回去的時候許洋叫了計程車,日上三竿,溫度越來越高,自個兒騎共享單車去擠地鐵還不得熱死。
剛剛發了大財的許洋表示并不差幾十塊的車費,好歹也是幾千萬身家的男人。
這個時間點上班早高峰過去了,路上不怎么堵車,司機師傅又是老司機,各種抄近道走捷徑,完全沒有繞路宰客的打算,僅僅半個鐘頭就到了家。

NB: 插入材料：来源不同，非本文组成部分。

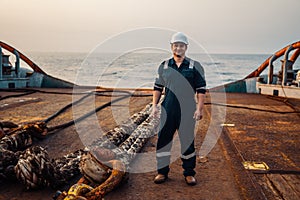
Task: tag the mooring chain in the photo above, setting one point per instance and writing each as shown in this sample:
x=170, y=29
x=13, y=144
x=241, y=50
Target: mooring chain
x=34, y=168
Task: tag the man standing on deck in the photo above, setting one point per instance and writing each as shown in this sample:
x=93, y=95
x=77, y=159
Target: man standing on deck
x=181, y=77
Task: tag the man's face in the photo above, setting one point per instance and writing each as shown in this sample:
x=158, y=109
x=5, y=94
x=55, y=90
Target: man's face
x=179, y=49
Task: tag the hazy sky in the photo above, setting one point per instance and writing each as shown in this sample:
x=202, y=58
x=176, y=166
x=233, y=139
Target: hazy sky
x=221, y=26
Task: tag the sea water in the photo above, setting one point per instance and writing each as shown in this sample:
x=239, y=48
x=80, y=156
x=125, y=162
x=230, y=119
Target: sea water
x=139, y=69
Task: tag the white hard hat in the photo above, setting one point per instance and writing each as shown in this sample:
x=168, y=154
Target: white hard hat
x=179, y=37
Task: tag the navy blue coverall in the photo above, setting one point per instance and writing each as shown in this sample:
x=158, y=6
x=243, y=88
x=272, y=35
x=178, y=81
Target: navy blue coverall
x=178, y=107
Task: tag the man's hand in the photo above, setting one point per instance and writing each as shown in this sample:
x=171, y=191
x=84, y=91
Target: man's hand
x=198, y=115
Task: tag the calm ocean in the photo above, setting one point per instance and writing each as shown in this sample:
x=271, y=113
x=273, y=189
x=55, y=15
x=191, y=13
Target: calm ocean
x=138, y=69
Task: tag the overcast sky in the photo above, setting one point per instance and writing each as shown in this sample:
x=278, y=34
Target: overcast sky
x=220, y=26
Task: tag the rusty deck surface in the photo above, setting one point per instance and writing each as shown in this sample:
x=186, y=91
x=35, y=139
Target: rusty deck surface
x=256, y=128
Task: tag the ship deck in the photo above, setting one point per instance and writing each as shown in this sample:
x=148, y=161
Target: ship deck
x=256, y=128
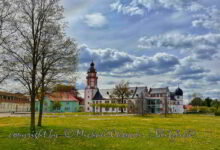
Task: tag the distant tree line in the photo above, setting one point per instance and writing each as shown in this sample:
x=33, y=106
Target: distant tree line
x=206, y=102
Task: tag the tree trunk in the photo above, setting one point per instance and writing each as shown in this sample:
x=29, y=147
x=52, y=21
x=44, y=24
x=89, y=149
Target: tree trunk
x=41, y=108
x=122, y=101
x=33, y=95
x=42, y=94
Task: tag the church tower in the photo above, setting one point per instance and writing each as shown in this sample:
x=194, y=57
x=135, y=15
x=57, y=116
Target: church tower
x=91, y=87
x=91, y=77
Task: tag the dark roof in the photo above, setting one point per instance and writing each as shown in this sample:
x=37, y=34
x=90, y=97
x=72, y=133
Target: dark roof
x=179, y=92
x=172, y=96
x=92, y=68
x=98, y=96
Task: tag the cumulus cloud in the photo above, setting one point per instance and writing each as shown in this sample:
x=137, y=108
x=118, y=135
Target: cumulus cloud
x=213, y=78
x=115, y=63
x=202, y=46
x=209, y=20
x=126, y=9
x=188, y=70
x=138, y=7
x=95, y=20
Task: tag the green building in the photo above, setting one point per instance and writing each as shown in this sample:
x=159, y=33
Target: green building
x=60, y=102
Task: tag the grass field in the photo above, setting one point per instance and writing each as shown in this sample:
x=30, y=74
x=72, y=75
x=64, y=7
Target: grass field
x=152, y=132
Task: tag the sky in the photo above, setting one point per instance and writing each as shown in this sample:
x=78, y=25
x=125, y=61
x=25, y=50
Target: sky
x=153, y=43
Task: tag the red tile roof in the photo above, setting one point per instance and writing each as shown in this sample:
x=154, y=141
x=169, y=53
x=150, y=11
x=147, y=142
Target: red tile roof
x=63, y=96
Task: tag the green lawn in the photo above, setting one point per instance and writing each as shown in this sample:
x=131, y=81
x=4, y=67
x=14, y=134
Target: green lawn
x=152, y=132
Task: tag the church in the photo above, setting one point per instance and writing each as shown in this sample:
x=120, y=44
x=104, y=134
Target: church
x=142, y=100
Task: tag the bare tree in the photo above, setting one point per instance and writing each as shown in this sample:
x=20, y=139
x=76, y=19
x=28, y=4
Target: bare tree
x=121, y=92
x=58, y=62
x=6, y=14
x=24, y=49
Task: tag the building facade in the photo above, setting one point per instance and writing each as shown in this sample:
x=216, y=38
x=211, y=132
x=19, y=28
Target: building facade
x=60, y=102
x=143, y=100
x=14, y=102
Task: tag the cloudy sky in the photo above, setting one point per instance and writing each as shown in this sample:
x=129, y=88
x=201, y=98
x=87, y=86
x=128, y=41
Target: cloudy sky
x=154, y=43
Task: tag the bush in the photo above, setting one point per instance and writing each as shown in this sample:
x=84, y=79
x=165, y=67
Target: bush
x=194, y=109
x=217, y=113
x=212, y=109
x=203, y=109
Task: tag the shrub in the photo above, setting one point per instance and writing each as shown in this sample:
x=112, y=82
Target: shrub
x=203, y=109
x=193, y=109
x=217, y=113
x=212, y=109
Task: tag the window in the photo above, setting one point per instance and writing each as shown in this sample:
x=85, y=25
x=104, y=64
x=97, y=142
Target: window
x=67, y=108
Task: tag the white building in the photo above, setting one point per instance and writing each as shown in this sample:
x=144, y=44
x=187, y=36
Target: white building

一進門就看到泡泡在畫板上涂鴉,抓著彩筆也不知道在畫些什么。
小丫頭最近沉迷畫畫無法自拔,一有空閑就畫個不停,小小年紀便已經深得靈魂畫手的真傳。
“粑粑回來啦!”
泡泡聽到開門聲回過頭來,屁顛屁顛跑過來向許洋炫耀她的新作。
“粑粑快看我畫的好不好?”
許洋瞄了一眼,雖然泡泡已經具備了靈魂畫手的潛質,不過她今天畫的實在太鮮明了,想不認識都難。
長得跟吹風機一樣的豬,除了小豬佩奇還能有誰?
許洋絲毫不吝惜自己的稱贊:“泡泡真厲害,小豬佩奇畫的真好。”
小朋友嘛,還是得多鼓勵為主。
泡泡的眼鏡瞇成了月牙,嘻嘻笑的跑開繼續去畫畫。
許洋吸了吸鼻子,鼻尖紊繞著一股菜燒焦的味道。
誰在做菜?
許爸幾十年的大廚自然不可能把菜燒糊了,他就算是閉著眼睛炒菜都不可能。
許洋吞了口口水,心里面突然有了不好的預感。
我艸!
不會是嚴小娜在下廚吧!
嚇死個人!
她做的菜能吃死人的!那已經不是黑暗料理可以形容的,吃了真的會升天。
想到嚴小娜曾經的光輝事跡,許洋臉都綠了,洗衣粉炒小青菜又要重出江湖?
順著焦糊味來到廚房,果然一眼就看到嚴小娜系著圍裙,一手拿著鍋鏟像模像樣的在炒菜。
許爸站在一邊指導,一臉的恨鐵不成鋼,看他的樣子估計耐心差不多被耗光了。
“焦了焦了。”
“叫你多放點油。”
“叫你放鹽不是讓你放糖!”
許洋:“……”
還行,這很嚴小娜,還是熟悉的味道。
許洋走上去往鍋里瞅了一眼。
那一根根條狀的黃綠色中帶著焦黑的是嘛玩意?豆角?
那一塊塊切的跟河邊石頭一樣不規則的又是啥?茄子?
茄子燒豆角?
你確定這玩意炒成這樣能吃?
真是一言難盡啊,許洋神情復雜,嚴小娜啥都好,不僅長的好看,人還特聰明,可怎么學炒菜就偏偏沒半點天賦呢。
上帝在關上一扇門后,往往還會把門給反鎖了。
想當初二人剛剛確定戀愛關系,正是如膠似漆的時候,許洋使勁了渾身解數才讓嚴小娜答應從宿舍搬出來,跟他一塊兒在外面同居。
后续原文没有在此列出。